Background: Developing effective tools which enhance patient-physician communication is crucial to improving the patient experience. Existing research has shown that there are several components which are central to effective communication, including creating a good interpersonal relationship, facilitating exchange of information, and including patients in decision making. Based on our experience at an underserved community hospital in the South-Central Bronx, barriers to effective patient-physician communication include limited health literacy, varied levels of patient engagement, and an inconsistent approach to training physicians on how to provide information to patients regarding aspects of their care.

Purpose: We present the design and implementation of a scripted communication tool aimed to positively affect doctor-patient communication, in a user-friendly way.

Description: A literature review was conducted to identify best practice components of an effective physician-patient encounter. Focus groups incorporating physician and patient views were used to identify specific areas for improvement. A scripted communication checklist tool was developed, implemented, and measured for effect using PDSA rapid cycle improvement methodology, to create a tool that was easy to implement, did not impede physician workflow, and improved patient-doctor communication and patient awareness during their hospital course.
The G’NITE Check-list
Greeting (Hello, nice to meet you, I am..)
New medications/treatments (I wanted to update you on new medications/treatments planned..)
Information (I have the following test/consult results for you..)
Tomorrow (Here’s what we have planned for tomorrow..)
Expectations (Are you in any pain? Is there anything else that I can do for you?)

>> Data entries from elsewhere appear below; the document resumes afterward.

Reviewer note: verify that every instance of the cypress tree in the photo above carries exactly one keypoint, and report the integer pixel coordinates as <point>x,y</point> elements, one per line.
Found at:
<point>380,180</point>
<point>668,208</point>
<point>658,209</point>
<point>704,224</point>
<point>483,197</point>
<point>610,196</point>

Baseline patient experience data was collected and reviewed on three similar inpatient medicine units, with one unit subsequently selected as a control unit, and two units identified for comparison following the planned intervention. Four PDSA cycles were conducted over 10 weeks, during which staff on selected units were trained, physician champions were engaged, and performance regularly monitored. Each patient care list (12-15 patients) was divided up daily in the afternoon (attending/resident/2 interns), and a focused encounter, lasting 5-7 minutes per patient, was implemented using the scripted communication tool checklist. Resident experience with the tool was measured by self- report, and patient experience was measured independently by patient relations staff, with more than 30 unique residents and 90 unique patients surveyed.

Conclusions: Patients surveyed on the units where the checklist was implemented felt better informed about their health issues, and had a good understanding of the tests and procedures planned for them in the hospital, compared to the control unit. Providers surveyed on the selected units felt that the checklist was easy to use, provided benefit to their patients, and did not impede their workflow. From our experience, implementation of a scripted communication checklist tool has significant opportunity to help minimize variability, enhance routine patient-physician communication, and improve the patient experience within the hospital setting.